Golden Predator Corporation caused a stir earlier this year when it cleaned out the Yukon Mining Recorder’s office of staking tags.

Now we know where the Vancouver-based company put a good chunk of them to use.

It’s staked the entire Livingstone Creek district near Whitehorse, making 7,200 claims over an area that covers 1,500 square kilometres.

The area is second only to the Klondike as a source of placer gold, said CEO William Sheriff. Yet it hasn’t attracted much interest from miners to date in the Yukon’s modern gold rush.

“Quite frankly, it’s a place that’s been overlooked. There’s been staking activity everywhere else in the territory, but they’ve kind of bypassed that area. And, with its relatively rich history of placer mining, that’s kind of surprising.”

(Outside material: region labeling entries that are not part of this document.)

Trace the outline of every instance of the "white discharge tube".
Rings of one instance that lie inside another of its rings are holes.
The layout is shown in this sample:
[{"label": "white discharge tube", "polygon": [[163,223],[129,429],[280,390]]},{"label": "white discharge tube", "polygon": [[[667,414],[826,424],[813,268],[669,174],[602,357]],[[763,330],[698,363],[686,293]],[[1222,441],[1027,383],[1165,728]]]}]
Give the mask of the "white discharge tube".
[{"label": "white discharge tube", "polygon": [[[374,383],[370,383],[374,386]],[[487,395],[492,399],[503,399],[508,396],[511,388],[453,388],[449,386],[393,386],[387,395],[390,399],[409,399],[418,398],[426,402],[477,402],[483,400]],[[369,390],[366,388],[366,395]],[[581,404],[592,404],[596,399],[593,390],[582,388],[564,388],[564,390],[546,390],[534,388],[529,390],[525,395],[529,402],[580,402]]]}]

Creeks within the district have reported production of over 50,000 ounces of placer gold since 1900, according to the company. That includes spectacular, “fist-sized” nuggets, said Sheriff.

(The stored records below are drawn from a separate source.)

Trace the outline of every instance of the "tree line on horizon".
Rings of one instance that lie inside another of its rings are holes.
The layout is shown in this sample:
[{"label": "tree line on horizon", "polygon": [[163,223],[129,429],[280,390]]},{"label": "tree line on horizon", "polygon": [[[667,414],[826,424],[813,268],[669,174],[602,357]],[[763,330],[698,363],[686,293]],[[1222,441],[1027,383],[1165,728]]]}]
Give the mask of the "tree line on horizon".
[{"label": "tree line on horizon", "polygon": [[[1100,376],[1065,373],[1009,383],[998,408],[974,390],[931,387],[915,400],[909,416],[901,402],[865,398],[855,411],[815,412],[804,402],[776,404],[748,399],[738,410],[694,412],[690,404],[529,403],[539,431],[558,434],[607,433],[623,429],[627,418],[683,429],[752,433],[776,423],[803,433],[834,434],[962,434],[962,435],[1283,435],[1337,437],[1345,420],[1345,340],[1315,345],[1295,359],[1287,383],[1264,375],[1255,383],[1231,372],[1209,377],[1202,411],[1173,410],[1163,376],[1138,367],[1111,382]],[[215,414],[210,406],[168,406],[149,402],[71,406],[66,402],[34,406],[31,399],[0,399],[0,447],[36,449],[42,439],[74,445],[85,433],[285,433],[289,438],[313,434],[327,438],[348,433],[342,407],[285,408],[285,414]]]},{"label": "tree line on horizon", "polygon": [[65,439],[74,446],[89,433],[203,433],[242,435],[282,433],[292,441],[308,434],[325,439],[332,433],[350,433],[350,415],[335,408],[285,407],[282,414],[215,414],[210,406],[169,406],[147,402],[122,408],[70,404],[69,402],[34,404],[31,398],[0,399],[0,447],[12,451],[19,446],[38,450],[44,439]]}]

Glaciers once covered Livingstone, and conventional wisdom holds that these ice sheets scraped away the motherlode, leaving only traces in the creek beds. Golden Predator is betting this standing theory is wrong.

“I think that’s been reasonably well refuted in the Dawson area,” said Sheriff. “Glaciers moved it around, but you don’t get the kind of gold they’ve got moving very far. It’s near its source.”

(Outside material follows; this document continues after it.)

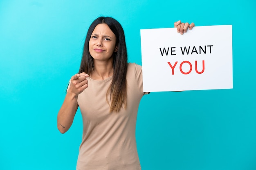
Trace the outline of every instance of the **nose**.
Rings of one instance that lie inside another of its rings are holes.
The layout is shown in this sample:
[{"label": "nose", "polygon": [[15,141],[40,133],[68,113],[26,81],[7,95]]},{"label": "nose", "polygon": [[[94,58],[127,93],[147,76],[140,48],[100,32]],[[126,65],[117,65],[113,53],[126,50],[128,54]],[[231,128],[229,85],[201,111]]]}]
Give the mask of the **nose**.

The Yukon Geological Survey released new data earlier this year that suggested the district had promising geology for hardrock gold, said Sheriff.

Golden Predator is in an enviable position to act on such data, having recently scooped up the survey’s former chief geologist, Mike Burke, to help run their operations.

But the company’s interest in Livingstone predates both the hiring of Burke and the latest tantalizing data, said Sheriff.

“It was the first place Golden Predator had a claim, when we first came up three years ago.”

It helps that Livingstone is less remote than many of the territory’s hotbeds of mining. The company’s claims are located between 45 and 140 kilometres northeast of Whitehorse.

Livingstone is accessible by a winter road from Lake Laberge, but much of Golden Predator’s work will be done sufficiently far away to require helicopter support.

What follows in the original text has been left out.